Podeis até nem ser senhora
E em vez de passarinha ter chouriço
Mas não me causeis o enguiço
De convosco me cruzar.
Senhora dona feia,
que em má hora pediste amizade,
Ou pedi eu, pelo demo embarcadiço,
podeis ser a flor do caniço,
Que o demo, pardeus, que nos amigou,
Já me vos fez desamigar.
Nunca estive na Andaluzia, mas estudei num colégio andaluz. Durante quatro anos.
Da minha varanda vê-se um palácio francês.

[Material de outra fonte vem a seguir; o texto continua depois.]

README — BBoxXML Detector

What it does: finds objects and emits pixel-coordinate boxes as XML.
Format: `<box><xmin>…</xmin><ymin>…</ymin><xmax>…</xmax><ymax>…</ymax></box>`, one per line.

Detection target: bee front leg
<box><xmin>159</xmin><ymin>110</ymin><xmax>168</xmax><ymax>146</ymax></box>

O Entroncamento é, provavelmente, a localidade que mais odeio de todas as terras lusas. Lá vivi os piores momentos da minha vida e lá estive à beira de me desfazer no pó dos desgraçados. Uma terra fantasma, um subúrbio de favos vazios num cruzamento de vias que cada vez tem menos importância para as pessoas que, antes, dali só conheciam um ponto de paragem feio de doer, mais algumas anedotas sobre vegetais anormalmente executados pela Natureza. Hoje, estando eu numa das (que poderiam ser uma) mais belas cidades do mundo, chegam-me aos ouvidos sinais de uma sabedoria e largueza de horizontes que não vejo entre aqueles que construiram e reconstruiram a Praça da Oliveira e a Colegiada da Senhora da mesma árvore. Há, talvez, na mediocridade das pedras, a elevação das almas. Foi entre a escória do Entroncamento que contruí o que de melhor há em mim. Entre as fachadas ritmicamente perfeitas de Guimarães, porém, sentiria adormecer a força do amanhã, não houvesse outro calor primaveril que o do granito mandado erigir pela Mumadona. Amo esta cidade como jamais amei qualquer pedaço de terra (exceptuando talvez a paisagem irremediavelmente extinta e impossível de reinventar do Carvalhal da minha infância). Talvez por isso me doa tanto a vulgaridade que se mantém naqueles que um dia serraram uma oliveira sagrada aos olhos do povo e a continuam a fazer em pedaços, sabendo que o povo é manso e dado à meditação morta de um rosário feito de caroços de azeitona.